Going back to your src/sasquatchbackpack/scripts file, you’ll want to add a dataclass for each different API call you want to make. Make sure to include all of the relevant parameters that you’ll need to make that call, as well as two paths to the schema file and a topic name.

@dataclass
class MyConfig:
    """I'm a docstring!"""
    # Parameters up here
    schema_file: str = "src/sasquatchbackpack/schemas/yourfoldernamehere/yourschemanamehere.avsc"
    cron_schema: str = (
        "/opt/venv/lib/python3.12/site-packages/"
        "sasquatchbackpack/schemas/yourfoldernamehere/yourschemanamehere.avsc"
    )
    topic_name: str = "yourfunctionnamehere",

The first path should be the local path to the schema and the second should be the path to the schema when running in a cron job. The topic name should be the name of your command.

Add source

Next, you’ll make a source class, inhereting from sasquatchbackpack.sasquatch.DataSource. This will require two methods: load_schema() and get_records().

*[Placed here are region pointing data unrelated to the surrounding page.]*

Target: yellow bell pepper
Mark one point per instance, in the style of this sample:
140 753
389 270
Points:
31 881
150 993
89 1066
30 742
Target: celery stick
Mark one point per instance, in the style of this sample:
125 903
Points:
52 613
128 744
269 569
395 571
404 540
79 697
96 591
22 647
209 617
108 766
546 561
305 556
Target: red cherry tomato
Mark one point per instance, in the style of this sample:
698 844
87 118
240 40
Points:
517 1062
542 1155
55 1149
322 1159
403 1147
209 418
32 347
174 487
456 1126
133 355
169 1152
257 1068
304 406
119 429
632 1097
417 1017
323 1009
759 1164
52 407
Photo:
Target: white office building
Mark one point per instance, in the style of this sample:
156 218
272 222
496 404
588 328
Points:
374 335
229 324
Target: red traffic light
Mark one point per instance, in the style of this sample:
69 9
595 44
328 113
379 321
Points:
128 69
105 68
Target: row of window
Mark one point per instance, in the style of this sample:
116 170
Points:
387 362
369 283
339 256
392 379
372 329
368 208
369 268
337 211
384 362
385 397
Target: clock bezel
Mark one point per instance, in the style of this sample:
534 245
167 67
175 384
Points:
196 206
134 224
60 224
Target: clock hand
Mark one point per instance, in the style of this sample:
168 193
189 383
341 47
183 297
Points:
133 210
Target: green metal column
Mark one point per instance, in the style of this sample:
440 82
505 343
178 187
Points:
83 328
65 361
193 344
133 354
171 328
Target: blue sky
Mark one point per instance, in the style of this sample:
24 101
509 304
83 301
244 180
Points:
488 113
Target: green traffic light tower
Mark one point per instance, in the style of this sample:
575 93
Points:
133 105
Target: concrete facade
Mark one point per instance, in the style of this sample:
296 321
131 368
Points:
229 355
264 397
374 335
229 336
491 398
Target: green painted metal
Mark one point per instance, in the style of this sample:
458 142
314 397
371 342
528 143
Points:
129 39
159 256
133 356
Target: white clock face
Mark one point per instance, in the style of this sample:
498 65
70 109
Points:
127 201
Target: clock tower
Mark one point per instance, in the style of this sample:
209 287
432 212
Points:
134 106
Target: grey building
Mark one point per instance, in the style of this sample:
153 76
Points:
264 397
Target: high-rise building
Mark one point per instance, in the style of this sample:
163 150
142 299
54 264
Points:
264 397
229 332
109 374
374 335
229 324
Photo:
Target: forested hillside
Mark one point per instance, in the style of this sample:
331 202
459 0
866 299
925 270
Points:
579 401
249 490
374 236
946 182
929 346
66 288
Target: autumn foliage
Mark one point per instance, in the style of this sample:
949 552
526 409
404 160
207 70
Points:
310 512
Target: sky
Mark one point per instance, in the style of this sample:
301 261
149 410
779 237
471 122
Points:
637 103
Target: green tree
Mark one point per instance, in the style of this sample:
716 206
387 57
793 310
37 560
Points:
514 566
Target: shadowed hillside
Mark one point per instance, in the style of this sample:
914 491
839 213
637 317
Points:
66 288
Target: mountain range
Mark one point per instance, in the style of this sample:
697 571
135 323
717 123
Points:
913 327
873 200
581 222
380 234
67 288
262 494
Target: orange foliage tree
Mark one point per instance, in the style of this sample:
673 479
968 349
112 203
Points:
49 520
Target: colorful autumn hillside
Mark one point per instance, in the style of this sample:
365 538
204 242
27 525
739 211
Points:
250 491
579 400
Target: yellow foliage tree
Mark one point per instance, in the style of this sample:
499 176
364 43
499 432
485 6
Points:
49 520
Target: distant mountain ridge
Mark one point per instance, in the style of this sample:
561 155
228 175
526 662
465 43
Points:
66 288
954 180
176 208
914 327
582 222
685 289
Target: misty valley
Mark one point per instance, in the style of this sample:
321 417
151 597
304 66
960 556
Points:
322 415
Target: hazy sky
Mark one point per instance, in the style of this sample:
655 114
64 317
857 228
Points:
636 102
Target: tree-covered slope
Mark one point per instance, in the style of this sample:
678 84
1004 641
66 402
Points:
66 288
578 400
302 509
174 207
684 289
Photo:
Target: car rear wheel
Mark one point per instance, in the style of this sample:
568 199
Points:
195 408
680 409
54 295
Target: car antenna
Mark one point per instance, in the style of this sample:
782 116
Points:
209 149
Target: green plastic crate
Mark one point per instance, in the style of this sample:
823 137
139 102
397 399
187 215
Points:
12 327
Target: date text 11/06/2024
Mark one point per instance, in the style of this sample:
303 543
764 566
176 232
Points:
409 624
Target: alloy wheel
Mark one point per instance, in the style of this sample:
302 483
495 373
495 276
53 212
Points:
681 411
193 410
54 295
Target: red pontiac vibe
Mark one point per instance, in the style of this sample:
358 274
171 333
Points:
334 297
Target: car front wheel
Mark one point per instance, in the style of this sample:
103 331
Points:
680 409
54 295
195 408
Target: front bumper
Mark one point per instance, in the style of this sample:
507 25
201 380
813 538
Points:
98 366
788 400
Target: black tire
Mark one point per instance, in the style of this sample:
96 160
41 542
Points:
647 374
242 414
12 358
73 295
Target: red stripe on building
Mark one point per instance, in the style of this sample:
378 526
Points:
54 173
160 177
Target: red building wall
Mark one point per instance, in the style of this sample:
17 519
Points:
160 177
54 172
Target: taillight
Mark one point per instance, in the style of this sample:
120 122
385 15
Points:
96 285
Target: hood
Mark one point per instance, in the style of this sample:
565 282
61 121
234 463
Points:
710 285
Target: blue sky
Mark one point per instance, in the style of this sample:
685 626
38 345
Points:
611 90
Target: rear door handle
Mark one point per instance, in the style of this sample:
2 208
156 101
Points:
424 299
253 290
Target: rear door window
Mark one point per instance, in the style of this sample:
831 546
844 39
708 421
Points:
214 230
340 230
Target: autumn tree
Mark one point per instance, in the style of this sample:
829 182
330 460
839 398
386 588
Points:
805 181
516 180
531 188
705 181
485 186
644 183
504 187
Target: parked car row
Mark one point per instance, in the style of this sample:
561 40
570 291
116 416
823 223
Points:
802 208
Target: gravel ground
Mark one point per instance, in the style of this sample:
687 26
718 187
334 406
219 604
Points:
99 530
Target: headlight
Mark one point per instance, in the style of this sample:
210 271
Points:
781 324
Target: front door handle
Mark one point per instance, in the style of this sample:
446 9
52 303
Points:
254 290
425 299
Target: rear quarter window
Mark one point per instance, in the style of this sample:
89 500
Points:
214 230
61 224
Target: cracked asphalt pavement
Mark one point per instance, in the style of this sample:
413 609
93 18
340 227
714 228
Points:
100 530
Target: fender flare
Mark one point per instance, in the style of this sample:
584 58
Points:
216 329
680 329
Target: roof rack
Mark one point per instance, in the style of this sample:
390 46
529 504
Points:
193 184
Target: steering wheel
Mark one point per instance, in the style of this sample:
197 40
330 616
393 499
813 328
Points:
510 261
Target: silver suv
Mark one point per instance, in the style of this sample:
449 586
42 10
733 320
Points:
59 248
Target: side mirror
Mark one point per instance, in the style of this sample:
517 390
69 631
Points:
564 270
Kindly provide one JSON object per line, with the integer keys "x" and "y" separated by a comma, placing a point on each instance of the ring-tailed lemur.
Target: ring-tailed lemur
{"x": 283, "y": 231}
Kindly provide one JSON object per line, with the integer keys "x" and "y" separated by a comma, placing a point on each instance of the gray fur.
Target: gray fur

load_schema() can be copied 1 to 1 from the following:

def load_schema(self) -> str:
    """Load the relevant schema."""
    try:
        with Path(self.config.schema_file).open("r") as file:
            return file.read()
    except FileNotFoundError:
        with Path(self.config.cron_schema).open("r") as file:
            return file.read()

get_records() should make an API call, then return the encoded results in an array. This should be surrounded with the following try:

try:
    # API Call
    # return results
except ConnectionError as ce:
    raise ConnectionError(
        f"A connection error occurred while fetching records: {ce}"
    ) from ce

The class’s __init__ should read in the config you made in the pervious step. You’ll also want to call super().__init__(config.topic_name) inside. Otherwise, feel free to initialize your parameters as you will.

Update CLI

You’ll want to add a dry run option to your CLI command. To do so, add the following to your CLI command

@click.option(
    "--dry-run",
    is_flag=True,
    default=False,
    help="Perform a trial run with no data being sent to Kafka.",
)

Remember to also add dry_run: bool,  # noqa: FBT001 as a parameter. You can add the funciton of the dry run flag after the body of the extant function with the following:

if dry_run:
    click.echo("Dry run mode: No data will be sent to Kafka.")
    return

click.echo("Sending data...")

To actually send the data, simply import and instantiate the config and source objects you made in your src/sasquatchbackpack/scripts file. Then, import sasquatchbackpack.sasquatch and add the following:

backpack_dispatcher = sasquatch.BackpackDispatcher(
    source, sasquatch.DispatcherConfig()
)
result = backpack_dispatcher.post()

if "Error" in result:
    click.secho(result, fg="red")
else:
    click.secho("Data successfully sent!", fg="green")

Note that the source object is simply the source you just instantiated.

Test it!

Running the CLI command should now result in the data being posted to sasquatch! Specifically you can search kafdrop on data-int for the lsst.backpack topic, and your data should show up there.